Der Datenabgleich für lediglich zehn bis zwölf dieser Projekte sei bisher bekannt. Für den systematischen Abgleich der Mitarbeiterdateien im Zusammenhang mit den 44 DB-Projekten habe eine EDV-Firma eigens Computerprogramme geschrieben. Das Auftragsvolumen dafür bezifferte Beckmeyer auf etwa 800.000 Euro.
Lückenlose Aufklärung
Nach dem Bekanntwerden einer weiteren Überprüfung aller Angestellten der DB steigt der Druck auf DB-Chef Mehdorn weiter. Der DB-Aufsichtsrat will auf einer außerordentlichen Sitzung über die Datenaffäre bei dem Unternehmen beraten, erklärte der Sprecher von DB-Aufsichtsratschef Werner Müller am Mittwoch.

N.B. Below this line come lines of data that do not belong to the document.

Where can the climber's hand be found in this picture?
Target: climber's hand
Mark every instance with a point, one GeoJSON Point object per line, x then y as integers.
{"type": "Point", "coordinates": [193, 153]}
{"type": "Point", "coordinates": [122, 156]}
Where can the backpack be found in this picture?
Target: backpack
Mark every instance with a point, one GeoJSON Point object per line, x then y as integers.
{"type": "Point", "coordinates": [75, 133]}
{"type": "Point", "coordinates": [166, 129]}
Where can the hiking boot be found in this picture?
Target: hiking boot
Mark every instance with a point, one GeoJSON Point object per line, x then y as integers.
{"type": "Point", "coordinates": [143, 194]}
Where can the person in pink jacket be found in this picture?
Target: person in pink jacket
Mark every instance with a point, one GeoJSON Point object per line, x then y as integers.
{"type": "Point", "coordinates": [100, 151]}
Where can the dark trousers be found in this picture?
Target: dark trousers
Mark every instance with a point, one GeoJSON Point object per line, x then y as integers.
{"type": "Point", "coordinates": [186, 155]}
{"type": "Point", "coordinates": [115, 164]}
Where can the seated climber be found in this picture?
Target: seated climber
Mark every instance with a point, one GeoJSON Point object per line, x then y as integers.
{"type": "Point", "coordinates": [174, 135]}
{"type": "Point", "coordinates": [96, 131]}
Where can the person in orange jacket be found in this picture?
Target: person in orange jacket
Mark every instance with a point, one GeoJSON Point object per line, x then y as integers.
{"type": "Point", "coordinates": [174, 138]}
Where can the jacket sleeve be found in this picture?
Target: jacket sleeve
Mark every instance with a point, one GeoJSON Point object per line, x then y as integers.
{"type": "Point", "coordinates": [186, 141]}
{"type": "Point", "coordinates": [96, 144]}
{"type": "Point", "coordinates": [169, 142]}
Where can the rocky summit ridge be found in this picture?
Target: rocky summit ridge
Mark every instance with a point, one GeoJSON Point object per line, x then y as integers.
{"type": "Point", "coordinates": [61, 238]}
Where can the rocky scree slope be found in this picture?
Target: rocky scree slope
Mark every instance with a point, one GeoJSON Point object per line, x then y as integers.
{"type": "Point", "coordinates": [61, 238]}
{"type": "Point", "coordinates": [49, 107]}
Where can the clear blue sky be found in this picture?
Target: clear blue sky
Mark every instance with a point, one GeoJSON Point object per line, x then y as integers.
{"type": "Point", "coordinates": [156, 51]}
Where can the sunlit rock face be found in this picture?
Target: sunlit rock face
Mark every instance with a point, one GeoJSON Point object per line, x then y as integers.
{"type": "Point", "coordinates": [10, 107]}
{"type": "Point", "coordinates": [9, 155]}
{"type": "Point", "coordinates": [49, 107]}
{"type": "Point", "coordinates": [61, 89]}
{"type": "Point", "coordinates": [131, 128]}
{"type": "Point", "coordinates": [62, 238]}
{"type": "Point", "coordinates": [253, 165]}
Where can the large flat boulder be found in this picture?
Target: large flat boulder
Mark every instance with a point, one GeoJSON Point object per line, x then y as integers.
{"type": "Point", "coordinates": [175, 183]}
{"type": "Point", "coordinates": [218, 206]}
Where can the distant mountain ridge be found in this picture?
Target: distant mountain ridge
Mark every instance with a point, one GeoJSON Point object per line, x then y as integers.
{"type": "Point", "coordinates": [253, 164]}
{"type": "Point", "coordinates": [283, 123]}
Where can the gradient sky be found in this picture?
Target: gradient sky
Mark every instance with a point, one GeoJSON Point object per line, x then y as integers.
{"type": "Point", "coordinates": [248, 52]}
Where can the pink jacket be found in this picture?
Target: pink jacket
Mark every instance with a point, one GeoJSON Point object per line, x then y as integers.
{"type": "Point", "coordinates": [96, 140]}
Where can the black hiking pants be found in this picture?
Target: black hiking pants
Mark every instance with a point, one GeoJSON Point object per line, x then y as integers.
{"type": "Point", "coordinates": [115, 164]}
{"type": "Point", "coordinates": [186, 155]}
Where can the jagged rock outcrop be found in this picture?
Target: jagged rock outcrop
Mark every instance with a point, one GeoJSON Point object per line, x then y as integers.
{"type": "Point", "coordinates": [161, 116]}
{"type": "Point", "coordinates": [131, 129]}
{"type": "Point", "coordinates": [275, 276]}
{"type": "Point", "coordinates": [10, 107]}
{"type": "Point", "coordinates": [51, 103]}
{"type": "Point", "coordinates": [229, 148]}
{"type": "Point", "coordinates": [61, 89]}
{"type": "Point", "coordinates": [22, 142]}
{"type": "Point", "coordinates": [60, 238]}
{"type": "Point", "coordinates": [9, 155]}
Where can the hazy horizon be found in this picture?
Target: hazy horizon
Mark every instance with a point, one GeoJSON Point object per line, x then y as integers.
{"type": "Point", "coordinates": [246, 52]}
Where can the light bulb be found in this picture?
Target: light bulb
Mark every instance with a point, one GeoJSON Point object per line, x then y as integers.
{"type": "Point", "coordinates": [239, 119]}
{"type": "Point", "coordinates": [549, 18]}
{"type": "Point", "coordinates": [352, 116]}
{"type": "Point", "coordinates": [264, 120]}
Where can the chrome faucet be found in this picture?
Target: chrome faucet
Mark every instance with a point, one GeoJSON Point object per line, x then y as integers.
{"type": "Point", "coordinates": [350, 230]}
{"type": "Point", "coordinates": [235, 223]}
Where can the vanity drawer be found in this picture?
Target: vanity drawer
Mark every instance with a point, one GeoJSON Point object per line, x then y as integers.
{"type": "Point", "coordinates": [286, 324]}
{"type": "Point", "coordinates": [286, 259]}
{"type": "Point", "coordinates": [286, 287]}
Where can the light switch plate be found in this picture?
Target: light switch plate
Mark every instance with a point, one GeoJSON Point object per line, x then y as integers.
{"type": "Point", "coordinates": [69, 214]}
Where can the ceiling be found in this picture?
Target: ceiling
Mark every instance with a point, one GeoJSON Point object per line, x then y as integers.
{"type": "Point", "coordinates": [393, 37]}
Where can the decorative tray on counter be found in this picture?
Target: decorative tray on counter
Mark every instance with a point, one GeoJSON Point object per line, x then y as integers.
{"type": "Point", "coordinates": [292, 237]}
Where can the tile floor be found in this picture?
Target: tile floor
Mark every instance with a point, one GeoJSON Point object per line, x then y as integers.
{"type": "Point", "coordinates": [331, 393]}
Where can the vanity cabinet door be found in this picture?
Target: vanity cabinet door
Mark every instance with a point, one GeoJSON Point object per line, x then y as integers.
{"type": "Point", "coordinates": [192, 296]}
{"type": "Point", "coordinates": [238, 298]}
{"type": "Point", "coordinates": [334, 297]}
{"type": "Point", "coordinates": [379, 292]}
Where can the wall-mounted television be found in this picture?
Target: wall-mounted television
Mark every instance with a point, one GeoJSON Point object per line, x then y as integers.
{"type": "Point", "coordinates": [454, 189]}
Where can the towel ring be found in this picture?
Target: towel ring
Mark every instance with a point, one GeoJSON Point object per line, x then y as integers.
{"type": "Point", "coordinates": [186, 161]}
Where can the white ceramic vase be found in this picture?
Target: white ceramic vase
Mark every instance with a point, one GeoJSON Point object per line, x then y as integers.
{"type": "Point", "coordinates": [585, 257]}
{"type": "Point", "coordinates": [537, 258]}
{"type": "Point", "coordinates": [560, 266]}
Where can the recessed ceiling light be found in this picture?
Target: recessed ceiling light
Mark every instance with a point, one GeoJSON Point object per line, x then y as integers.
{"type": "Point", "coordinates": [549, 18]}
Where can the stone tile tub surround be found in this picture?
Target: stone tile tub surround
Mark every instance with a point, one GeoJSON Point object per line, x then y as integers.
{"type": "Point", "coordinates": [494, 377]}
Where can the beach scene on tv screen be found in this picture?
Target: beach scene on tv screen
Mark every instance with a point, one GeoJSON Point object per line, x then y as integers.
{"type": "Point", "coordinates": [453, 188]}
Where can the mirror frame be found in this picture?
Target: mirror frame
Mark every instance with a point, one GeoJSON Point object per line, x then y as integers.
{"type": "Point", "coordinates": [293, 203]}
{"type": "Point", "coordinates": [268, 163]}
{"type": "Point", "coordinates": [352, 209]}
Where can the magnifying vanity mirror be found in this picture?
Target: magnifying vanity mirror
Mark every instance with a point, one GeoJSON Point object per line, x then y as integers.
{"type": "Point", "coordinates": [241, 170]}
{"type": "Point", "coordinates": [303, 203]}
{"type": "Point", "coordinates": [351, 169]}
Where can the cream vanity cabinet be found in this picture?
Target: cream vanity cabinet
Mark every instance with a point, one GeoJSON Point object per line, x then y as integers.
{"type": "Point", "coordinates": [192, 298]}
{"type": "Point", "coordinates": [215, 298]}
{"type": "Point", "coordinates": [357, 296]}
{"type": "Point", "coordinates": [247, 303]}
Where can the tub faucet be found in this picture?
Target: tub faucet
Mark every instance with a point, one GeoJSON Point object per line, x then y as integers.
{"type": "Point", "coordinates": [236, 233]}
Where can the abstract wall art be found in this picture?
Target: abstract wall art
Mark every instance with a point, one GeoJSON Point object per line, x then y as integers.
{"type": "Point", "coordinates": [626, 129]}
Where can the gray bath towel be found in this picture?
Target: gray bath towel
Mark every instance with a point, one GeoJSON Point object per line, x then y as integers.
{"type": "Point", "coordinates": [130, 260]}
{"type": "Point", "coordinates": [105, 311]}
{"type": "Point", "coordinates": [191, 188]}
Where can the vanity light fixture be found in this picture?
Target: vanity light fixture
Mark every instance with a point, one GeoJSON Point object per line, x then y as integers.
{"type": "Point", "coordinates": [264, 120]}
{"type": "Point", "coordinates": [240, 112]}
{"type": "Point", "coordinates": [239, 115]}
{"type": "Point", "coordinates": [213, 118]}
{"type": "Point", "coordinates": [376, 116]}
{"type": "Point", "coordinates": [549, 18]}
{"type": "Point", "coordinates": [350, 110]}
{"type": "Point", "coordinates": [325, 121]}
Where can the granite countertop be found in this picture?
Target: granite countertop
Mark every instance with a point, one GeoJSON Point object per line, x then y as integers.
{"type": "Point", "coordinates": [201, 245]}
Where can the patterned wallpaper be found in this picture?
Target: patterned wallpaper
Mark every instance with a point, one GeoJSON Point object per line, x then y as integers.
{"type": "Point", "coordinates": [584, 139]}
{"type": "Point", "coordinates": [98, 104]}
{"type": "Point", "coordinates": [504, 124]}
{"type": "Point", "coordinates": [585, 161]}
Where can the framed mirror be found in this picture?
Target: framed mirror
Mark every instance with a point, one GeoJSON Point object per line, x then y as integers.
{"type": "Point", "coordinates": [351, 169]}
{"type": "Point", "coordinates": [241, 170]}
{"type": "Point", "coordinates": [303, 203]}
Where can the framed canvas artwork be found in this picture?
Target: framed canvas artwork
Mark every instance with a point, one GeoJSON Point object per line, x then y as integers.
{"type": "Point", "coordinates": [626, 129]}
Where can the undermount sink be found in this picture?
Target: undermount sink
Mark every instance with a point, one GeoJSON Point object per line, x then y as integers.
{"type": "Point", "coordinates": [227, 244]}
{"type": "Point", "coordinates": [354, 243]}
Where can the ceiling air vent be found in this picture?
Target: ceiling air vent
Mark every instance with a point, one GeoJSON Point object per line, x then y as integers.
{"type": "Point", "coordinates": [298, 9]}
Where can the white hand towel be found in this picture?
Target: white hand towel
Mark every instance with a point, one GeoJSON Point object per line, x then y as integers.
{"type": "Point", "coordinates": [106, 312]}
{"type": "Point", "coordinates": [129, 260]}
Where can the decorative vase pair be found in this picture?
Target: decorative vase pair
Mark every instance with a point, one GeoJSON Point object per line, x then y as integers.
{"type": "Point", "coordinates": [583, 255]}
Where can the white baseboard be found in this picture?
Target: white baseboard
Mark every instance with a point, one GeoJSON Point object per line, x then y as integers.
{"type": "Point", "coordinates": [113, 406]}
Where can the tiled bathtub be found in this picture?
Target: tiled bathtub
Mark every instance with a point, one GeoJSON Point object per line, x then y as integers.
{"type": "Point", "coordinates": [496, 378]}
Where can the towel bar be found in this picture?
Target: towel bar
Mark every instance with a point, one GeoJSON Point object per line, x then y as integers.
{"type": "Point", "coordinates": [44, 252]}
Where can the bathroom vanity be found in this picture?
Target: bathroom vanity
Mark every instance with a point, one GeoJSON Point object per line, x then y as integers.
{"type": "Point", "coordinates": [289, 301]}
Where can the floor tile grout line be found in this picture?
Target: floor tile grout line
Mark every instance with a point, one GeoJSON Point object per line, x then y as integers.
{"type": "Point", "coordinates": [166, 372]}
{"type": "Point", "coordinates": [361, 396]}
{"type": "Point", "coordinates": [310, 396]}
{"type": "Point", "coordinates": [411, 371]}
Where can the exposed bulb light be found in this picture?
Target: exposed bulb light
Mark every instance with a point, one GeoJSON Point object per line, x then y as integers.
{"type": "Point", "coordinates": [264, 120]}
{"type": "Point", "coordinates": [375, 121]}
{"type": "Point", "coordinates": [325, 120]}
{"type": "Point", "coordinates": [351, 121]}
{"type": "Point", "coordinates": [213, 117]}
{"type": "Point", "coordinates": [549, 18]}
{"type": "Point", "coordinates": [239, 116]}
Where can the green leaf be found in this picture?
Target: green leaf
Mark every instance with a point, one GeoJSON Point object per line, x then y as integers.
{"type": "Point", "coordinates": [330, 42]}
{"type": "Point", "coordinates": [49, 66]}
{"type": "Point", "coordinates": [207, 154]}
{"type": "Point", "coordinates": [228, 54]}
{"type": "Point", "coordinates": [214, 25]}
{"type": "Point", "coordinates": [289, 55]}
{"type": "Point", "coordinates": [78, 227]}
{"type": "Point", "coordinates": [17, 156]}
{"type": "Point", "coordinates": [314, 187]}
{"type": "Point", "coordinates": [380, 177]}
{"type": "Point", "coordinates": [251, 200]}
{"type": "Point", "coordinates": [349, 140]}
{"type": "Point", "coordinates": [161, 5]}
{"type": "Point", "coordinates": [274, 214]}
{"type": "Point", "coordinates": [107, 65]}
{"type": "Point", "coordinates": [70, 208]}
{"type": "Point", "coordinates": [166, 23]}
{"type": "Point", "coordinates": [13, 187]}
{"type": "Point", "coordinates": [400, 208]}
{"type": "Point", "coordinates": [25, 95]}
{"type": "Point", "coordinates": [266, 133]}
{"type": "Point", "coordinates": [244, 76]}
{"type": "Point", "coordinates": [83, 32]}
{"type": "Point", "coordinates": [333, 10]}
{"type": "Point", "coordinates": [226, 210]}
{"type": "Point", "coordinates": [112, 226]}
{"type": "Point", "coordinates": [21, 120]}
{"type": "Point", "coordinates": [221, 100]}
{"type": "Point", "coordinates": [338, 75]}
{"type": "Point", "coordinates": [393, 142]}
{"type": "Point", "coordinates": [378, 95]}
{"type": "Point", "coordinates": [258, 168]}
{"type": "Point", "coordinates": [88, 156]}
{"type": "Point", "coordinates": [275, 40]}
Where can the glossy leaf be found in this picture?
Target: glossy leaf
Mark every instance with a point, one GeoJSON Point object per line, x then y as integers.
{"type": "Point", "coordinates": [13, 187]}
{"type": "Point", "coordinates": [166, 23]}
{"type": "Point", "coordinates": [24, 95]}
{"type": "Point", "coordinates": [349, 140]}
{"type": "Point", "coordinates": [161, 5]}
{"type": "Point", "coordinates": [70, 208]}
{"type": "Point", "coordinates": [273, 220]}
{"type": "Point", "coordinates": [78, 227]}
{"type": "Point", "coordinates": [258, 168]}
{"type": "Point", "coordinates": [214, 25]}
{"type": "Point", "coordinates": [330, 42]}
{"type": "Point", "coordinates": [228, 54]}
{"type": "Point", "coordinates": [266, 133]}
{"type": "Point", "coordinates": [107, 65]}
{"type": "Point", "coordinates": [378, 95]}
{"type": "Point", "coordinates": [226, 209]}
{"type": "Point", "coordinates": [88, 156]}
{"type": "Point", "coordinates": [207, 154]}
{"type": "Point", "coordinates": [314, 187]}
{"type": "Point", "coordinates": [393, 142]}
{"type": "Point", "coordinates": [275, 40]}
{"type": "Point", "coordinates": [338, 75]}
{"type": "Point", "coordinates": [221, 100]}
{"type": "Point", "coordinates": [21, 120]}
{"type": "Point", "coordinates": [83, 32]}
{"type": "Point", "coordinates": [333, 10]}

Man wolle vollständige Klarheit in der Angelegenheit herbeiführen und Regelungen finden, die eine Wiederholung der Vorgänge ausschließen. Ein Termin stehe noch keiner fest.
Regierung: Vorerst keine Personaldiskussion
Auch die deutsche Regierung pocht auf eine zügige Aufklärung des Datenskandals bei der DB. Die Vorgänge könne man erst bewerten, wenn die Untersuchungsergebnisse vorlägen, sagte Regierungssprecher Ulrich Wilhelm am Mittwoch in Berlin. Es werde eine lückenlose Aufklärung gefordert.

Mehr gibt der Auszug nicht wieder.